The Tashkent experience underlined to O'Brien the importance of including tins of tuna and baked beans in her luggage. "Players were dropping like flies because the hygiene was terrible," she said. "Everybody was getting food poisoning. I was OK but when I got home I was so ill. I think I picked up some tropical disease."

Police escorts took the players to the site when O'Brien played in the Johannesburg township of Soweto, while the route to the venue was even scarier in the Nigerian capital of Lagos. "There were actually bodies lying in the streets," she said. "I don't know whether they were people who'd been run over or what, but they were just lying there at the side of the road."

The most intimidating crowd O'Brien has encountered was in China, where she was beaten in the Changsha final by a local player. "There was no etiquette whatsoever," she said. "It was like an absolute riot. I'm a pretty good competitor generally, but on that occasion I couldn't leave the court fast enough. But those experiences toughen you up in the end."
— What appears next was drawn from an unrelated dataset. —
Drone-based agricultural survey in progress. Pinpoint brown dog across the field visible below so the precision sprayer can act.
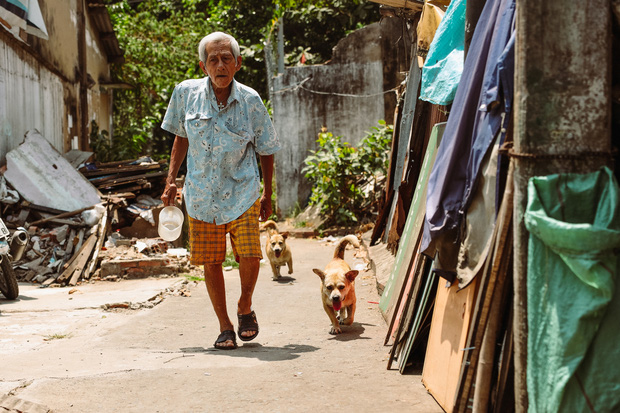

For all the character-building that such a life brought, O'Brien was still 60 places off her goal of breaking into the top 100 at the start of last year's Australian Open and she was thinking that 2009 might be her last season. "I didn't want to be spending years just drifting on the circuit," she said.

Having started a Business Studies degree at the Open University, she was beginning to think about life after tennis. However, qualifying for the year's first Grand Slam event led to her most productive season, culminating in a top-100 breakthrough at the same time as her fellow Briton, Elena Baltacha, after they met in the final of a tournament in Shrewsbury.

"Doing well here [by reaching the Australian Open, in which she lost in the first round to Monica Niculescu of Romania] took the pressure off," O'Brien said. "If it was going to be my last year I just decided that I would enjoy it for what it was. I did and that's what I want to do again this year.

"I can be quite highly strung and put a lot of pressure on myself. I just want to chill out and enjoy it."